Things had gotten worse today. Ryker, the sweet guard at the prison who'd always joked with her and put her at her ease, had been found murdered. He hadn't been so sweet after all: up to his neck in debt, he'd taken $50,000–untraceable, and routed to his bank through Dubai–to arrange Lockwood's transfer at the prison. And then he'd been shot in the head, at home. Ryker had been another pawn sacrificed in this sick high-stakes game. She knows the chess master is that third cop. She knows it. Ryan and Esposito don't believe her, but she doesn't care. She's right, and she demands that they keep looking. For the third night in a row she goes home in a bleak mood, but this time she's also furious.

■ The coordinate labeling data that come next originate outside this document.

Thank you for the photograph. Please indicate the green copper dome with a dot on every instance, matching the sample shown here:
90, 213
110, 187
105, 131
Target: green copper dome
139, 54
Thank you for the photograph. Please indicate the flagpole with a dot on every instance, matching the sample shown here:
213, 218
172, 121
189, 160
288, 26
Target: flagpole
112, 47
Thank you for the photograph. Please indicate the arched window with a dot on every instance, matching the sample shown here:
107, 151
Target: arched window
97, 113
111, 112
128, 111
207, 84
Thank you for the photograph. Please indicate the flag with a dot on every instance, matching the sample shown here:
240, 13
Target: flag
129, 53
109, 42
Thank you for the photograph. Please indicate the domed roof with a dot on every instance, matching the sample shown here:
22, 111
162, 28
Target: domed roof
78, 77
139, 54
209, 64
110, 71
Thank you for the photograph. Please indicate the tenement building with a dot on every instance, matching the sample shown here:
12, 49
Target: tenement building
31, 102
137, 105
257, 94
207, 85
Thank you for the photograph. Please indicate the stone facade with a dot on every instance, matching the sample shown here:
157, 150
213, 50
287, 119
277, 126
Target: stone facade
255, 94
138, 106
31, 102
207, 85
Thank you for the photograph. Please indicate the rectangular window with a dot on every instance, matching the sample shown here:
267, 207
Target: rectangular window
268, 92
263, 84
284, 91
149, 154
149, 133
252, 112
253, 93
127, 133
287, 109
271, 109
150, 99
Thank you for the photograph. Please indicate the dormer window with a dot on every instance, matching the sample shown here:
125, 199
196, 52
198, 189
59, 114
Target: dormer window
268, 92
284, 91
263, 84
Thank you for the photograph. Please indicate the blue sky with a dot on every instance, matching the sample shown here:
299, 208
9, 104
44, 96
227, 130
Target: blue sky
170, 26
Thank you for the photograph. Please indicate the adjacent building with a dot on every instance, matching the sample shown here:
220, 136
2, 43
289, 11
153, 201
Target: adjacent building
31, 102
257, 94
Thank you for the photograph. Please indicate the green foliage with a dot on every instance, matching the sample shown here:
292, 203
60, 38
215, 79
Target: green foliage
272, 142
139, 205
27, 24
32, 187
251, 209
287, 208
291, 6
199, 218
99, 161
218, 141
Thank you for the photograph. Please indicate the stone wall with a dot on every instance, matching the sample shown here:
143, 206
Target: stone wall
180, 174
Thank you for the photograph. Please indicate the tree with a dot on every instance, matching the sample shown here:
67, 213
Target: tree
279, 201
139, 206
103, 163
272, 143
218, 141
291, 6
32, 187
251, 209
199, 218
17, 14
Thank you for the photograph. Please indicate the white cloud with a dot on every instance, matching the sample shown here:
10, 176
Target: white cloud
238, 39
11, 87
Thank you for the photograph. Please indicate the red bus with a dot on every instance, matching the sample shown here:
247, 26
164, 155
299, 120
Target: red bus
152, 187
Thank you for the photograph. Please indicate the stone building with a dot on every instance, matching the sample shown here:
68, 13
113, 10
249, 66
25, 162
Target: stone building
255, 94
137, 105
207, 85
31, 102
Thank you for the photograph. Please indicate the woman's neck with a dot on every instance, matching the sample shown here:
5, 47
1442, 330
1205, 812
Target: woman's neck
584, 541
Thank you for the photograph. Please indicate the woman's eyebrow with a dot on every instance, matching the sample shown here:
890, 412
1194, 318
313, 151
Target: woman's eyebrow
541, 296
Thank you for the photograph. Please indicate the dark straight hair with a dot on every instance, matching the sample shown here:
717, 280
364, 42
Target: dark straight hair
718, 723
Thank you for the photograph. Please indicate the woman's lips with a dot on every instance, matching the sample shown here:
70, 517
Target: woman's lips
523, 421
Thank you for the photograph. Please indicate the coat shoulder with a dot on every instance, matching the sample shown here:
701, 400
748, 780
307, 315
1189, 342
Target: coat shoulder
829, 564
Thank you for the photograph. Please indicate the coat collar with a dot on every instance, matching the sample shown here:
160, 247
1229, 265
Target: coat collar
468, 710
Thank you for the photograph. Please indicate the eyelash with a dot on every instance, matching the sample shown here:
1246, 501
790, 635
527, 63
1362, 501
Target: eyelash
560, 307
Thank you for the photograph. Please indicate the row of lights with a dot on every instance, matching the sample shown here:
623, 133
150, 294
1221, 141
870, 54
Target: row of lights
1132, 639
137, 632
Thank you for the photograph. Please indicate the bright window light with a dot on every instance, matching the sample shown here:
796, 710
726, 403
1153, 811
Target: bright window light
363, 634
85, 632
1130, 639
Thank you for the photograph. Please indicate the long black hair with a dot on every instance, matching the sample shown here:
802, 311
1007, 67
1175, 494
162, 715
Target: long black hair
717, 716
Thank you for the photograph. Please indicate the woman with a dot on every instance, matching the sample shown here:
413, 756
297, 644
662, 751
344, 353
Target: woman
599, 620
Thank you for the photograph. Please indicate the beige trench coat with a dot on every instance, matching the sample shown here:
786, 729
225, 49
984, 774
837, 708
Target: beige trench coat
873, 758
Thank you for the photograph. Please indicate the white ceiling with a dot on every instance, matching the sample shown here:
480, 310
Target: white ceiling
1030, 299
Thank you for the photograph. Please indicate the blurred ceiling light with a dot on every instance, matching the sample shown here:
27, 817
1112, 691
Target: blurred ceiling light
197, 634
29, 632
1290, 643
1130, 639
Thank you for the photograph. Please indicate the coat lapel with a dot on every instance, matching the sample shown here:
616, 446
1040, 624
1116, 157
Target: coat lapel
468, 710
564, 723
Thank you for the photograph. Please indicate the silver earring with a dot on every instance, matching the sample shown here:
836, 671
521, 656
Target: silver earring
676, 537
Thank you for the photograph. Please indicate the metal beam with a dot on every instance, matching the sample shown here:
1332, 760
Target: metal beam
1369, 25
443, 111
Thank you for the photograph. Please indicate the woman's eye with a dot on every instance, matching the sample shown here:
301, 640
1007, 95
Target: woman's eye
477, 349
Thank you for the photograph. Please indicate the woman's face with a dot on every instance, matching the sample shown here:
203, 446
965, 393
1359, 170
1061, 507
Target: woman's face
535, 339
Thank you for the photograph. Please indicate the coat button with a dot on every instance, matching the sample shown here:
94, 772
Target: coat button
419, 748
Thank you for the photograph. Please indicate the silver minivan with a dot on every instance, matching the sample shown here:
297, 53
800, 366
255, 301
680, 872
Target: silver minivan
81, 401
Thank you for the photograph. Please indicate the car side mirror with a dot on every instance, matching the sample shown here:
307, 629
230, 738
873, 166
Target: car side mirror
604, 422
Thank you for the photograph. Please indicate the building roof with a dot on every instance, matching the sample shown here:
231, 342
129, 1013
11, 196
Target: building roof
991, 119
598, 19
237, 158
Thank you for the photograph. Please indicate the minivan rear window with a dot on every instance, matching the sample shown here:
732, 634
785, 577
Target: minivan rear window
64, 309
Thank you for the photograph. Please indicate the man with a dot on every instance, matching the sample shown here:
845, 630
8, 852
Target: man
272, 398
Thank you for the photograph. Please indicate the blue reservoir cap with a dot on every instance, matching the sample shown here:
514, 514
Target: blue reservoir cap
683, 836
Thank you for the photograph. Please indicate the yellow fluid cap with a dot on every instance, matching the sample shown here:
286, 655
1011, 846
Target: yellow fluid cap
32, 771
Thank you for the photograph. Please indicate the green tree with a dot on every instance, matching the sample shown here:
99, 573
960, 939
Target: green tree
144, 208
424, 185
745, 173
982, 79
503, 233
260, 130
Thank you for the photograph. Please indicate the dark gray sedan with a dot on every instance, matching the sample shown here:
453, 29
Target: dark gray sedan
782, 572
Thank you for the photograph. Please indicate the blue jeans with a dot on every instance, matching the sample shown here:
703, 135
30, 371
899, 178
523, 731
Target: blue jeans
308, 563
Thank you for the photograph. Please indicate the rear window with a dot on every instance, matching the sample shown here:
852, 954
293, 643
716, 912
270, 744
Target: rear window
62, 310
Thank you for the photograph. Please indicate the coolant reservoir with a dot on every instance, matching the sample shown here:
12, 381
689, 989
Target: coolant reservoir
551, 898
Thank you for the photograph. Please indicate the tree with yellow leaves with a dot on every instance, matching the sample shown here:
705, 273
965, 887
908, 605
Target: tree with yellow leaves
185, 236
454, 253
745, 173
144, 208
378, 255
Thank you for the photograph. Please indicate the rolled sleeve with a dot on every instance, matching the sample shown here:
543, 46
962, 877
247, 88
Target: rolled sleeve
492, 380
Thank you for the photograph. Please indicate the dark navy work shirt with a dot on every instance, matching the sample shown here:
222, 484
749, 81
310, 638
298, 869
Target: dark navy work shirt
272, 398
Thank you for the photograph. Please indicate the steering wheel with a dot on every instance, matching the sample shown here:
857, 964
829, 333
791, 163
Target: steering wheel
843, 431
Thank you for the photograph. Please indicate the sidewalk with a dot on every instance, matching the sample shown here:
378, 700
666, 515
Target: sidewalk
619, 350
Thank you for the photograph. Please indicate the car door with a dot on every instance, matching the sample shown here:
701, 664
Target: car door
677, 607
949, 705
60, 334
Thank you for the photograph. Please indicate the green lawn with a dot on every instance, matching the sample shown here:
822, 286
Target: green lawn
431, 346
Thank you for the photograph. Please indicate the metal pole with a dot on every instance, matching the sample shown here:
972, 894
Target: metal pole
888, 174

Scowling in the mirror of the men's room at the precinct, Castle is berating himself for insisting that Beckett can handle the pressure of the case. He'd wanted to believe it, still does want to, but he knows that she's strung so tight that she's about to snap. Last night he'd had the most surprising unannounced visitor of his life. Jim Beckett. "This man she's chasing," Jim had asked, his face etched with anxiety. "How dangerous is he?"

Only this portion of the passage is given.